La disabilità, al pari della maternità, è tutelata dalla legge e non è cosa nuova posto che la Costituzione, all’art.2, all’art.3 ed all’art.32 dispone che i diritti dell’uomo sono inviolabili, tutti sono uguali a prescindere dalle condizioni di salute individuale che è un diritto individuale ed interesse della collettività. La L.104/1992 e la L.68/1999 sono solo alcune delle norme che, nel rispetto della Costituzione, si muovono nell’ambito dell’inserimento dei disabili nel mondo del lavoro.
Nonostante l’immenso dettato normativo, è tuttora ampiamente disattesa la norma che consente alle lavoratrici ed ai lavoratori neogenitori l’avvicinamento al nucleo familiare specie nelle amministrazioni che abbiano uffici periferici nella città di residenza del nucleo familiare. Analogo discorso riguarda spesso anche i lavoratori titolari di L.104 per disabilità propria e, ancor più spesso, per i care-giver di parenti disabili che rivestono, per il disabile, il duplice ruolo di prestatore di cure e di calore familiare.
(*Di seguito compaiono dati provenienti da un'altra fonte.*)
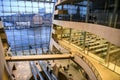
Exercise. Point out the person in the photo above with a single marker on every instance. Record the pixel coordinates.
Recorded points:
(51, 71)
(47, 68)
(68, 66)
(30, 46)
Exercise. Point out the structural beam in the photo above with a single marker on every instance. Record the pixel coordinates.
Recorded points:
(39, 57)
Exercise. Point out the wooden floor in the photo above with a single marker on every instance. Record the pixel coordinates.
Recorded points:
(38, 57)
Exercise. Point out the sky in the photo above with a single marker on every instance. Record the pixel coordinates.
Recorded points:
(12, 7)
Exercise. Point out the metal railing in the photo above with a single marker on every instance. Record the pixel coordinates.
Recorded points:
(88, 63)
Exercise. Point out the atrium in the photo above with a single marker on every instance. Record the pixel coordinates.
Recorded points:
(59, 40)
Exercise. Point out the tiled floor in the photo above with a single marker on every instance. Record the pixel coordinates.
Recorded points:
(23, 71)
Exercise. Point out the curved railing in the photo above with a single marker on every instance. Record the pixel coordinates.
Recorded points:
(91, 66)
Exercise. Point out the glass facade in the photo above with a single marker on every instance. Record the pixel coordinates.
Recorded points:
(27, 25)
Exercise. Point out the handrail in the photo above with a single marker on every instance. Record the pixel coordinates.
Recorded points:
(91, 66)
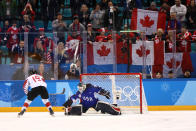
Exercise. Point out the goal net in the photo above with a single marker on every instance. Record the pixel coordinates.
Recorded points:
(125, 88)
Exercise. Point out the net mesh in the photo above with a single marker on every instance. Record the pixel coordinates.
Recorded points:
(124, 90)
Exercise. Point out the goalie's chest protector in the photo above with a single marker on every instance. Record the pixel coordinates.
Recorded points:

In materia di mobilità genitoriale, infatti, l’art.42 bis del D.Lgs.141/2001 stabilisce che “il genitore con figli minori fino a tre anni di età dipendente di amministrazioni pubbliche di cui all’articolo 1, comma 2, del decreto legislativo 30 marzo 2001, n. 165 e successive modificazioni, può essere assegnato, a richiesta, anche in modo frazionato e per un periodo complessivamente non superiore a tre anni, ad una sede di servizio ubicata nella stessa provincia o regione nella quale l’altro genitore esercita la propria attività lavorativa, subordinatamente alla sussistenza di un posto vacante e disponibile di corrispondente posizione retributiva e previo assenso delle amministrazioni di provenienza e destinazione. L’eventuale dissenso deve essere motivato. L’assenso o il dissenso devono essere comunicati all’interessato entro trenta giorni dalla domanda”.
Analogamente, in materia di disabilità, I commi 5 e 6 dell'articolo 33 della Legge 104/1992 prevedono che il genitore o il familiare lavoratore e il lavoratore disabile hanno diritto a scegliere, ove possibile, la sede di lavoro più vicina al proprio domicilio e che il genitore o il familiare lavoratore e il lavoratore disabile non possono essere trasferiti senza il loro consenso ad altra sede.
Quanto accade sovente è che la motivazione per la quale non venga consentito il trasferimento o l’assegnazione temporanea alla sede richiesta non sia dettagliata ma faccia riferimento a non meglio precisati motivi organizzativi. Questo è tanto più odioso quanto più grave è la disabilità o la distanza dal nucleo familiare. In più il periodo di pandemia ha ampiamente dimostrato come sia possibile effettuare la prestazione di lavoro a distanza. Non sono poi rari nella PA esempi, ormai datati, di sperimentazioni di varie forme di “telelavoro” con esito positivo. La legge 81/2017, da ultimo, ha disciplinato il lavoro agile anche per la pubblica amministrazione.
In questo complesso quadro normativo è chiaro che il più grande passo da compiere è quello culturale che riconosca alla disabilità pari dignità nel mondo del lavoro ed alla genitorialità il valore per una società, la nostra, caratterizzata, già ben prima della spinta pandemica, da un progressivo invecchiamento e da un tasso di natalità tra i più bassi al mondo.